Maglev trains do not create direct pollution emissions and are always quieter in comparison to traditional systems when operating at the same speeds.

In high-speed intercity transport, using maglev trains can offer an especially good cost-benefit ratio as regards land purchase, construction, operation, maintenance and environmental protection. Future technological advances can be expected to improve this ratio even more.

In the area of noise emissions, maglev trains are superior in every way to wheel/rail systems, not to mention airplanes.

Comparisons made at the same speed show that all rolling friction noises, every track screech, all shocks from wheel-on-rail contact are eliminated in maglev systems that use magnetic forces rather than physical contact to keep the vehicle upright. Noise generated by air turbulence is also greatly reduced with maglev high-speed trains, making them clearly superior to all wheel/rail vehicles.
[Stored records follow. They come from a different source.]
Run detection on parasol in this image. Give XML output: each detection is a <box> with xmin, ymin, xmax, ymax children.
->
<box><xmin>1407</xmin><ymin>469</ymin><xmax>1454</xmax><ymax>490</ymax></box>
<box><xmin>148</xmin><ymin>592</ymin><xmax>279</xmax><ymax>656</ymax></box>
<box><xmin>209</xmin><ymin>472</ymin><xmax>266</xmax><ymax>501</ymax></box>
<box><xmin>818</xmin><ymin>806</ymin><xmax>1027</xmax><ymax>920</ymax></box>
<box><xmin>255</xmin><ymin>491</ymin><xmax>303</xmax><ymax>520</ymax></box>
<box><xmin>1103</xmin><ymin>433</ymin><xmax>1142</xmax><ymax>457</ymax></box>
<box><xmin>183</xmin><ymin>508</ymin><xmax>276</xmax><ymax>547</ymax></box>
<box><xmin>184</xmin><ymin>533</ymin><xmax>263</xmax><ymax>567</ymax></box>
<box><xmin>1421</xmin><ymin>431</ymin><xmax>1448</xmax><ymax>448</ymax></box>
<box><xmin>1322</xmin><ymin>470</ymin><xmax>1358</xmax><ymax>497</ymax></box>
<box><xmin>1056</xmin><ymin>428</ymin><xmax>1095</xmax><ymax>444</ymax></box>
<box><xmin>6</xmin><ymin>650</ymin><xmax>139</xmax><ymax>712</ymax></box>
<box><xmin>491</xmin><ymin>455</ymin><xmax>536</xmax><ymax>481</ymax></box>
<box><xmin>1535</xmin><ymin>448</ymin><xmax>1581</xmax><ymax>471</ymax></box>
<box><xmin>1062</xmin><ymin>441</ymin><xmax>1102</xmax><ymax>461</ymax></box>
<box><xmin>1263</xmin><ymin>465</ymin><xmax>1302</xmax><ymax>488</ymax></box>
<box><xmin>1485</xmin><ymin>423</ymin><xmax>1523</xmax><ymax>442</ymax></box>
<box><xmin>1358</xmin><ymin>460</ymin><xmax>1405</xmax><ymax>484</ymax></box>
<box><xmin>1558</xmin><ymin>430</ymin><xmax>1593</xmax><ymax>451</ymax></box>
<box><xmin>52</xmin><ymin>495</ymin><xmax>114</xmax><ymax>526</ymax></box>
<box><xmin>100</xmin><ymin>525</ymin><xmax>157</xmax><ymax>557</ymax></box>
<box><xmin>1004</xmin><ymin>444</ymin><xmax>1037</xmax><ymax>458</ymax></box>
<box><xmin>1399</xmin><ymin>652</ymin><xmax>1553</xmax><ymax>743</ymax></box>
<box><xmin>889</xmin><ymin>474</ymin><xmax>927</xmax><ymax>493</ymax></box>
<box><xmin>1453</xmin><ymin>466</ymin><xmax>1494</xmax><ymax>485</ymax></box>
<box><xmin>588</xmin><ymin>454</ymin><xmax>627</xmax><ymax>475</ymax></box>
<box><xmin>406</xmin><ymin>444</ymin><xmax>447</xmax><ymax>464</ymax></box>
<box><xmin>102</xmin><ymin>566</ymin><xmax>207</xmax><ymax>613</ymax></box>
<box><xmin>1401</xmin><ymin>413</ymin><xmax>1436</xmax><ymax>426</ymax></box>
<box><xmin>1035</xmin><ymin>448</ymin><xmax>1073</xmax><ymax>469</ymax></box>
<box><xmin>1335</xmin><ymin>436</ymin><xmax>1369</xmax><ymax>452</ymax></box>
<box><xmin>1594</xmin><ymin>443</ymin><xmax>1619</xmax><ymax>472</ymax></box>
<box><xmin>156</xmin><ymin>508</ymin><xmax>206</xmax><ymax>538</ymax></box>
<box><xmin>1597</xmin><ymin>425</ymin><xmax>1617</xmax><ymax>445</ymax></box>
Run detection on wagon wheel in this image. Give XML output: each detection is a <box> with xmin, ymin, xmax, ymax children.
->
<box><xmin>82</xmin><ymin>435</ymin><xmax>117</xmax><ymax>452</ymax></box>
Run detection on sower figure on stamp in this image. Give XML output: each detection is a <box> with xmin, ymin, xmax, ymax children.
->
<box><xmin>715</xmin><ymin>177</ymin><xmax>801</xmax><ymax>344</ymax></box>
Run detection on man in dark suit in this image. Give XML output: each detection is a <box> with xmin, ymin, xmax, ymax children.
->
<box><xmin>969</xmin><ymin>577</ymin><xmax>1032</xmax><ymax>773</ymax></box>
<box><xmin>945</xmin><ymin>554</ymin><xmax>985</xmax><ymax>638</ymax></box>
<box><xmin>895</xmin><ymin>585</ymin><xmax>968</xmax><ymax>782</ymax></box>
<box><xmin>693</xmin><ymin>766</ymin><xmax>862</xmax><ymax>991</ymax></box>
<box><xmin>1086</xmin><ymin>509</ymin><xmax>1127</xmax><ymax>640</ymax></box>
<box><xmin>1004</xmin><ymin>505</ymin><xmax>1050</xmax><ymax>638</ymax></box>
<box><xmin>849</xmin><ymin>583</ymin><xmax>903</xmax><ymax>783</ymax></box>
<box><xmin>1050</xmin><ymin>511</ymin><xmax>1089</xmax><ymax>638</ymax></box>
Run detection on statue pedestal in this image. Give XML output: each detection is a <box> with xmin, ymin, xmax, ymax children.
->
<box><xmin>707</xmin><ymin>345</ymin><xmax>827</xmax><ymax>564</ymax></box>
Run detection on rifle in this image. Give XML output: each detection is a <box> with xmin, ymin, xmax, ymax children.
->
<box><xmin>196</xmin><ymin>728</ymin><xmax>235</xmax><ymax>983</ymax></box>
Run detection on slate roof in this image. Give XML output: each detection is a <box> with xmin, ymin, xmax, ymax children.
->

In particular, the noise from the conventional train’s pantograph is replaced in maglev by a process of induction and the required energy is transferred without physical contact.


At speeds under 200 km/h (125 mph), maglev systems can hardly be heard, especially in an urban environment – an important advantage for populated areas. The Chinese Transrapid in Shanghai and the Japanese Linimo in Nagoya, as well as all urban transport maglev trains, offer impressive proof of this.


Maglev routes also do not “divide the landscape” as highways, train tracks and waterways typically do. Animals can cross under elevated maglev guideways, which they do without hesitation, and farmers can till the land undisturbed, as shown by observation and experience at the test facilities in Japan’s Yamanshi Prefecture and Germany’s Emsland town of Lathen.


There is a strong demand to design future rail route architecture more aesthetically and open, in contrast to the massive constructions of the past. This public concern will affect maglev trains as well as wheel/rail systems.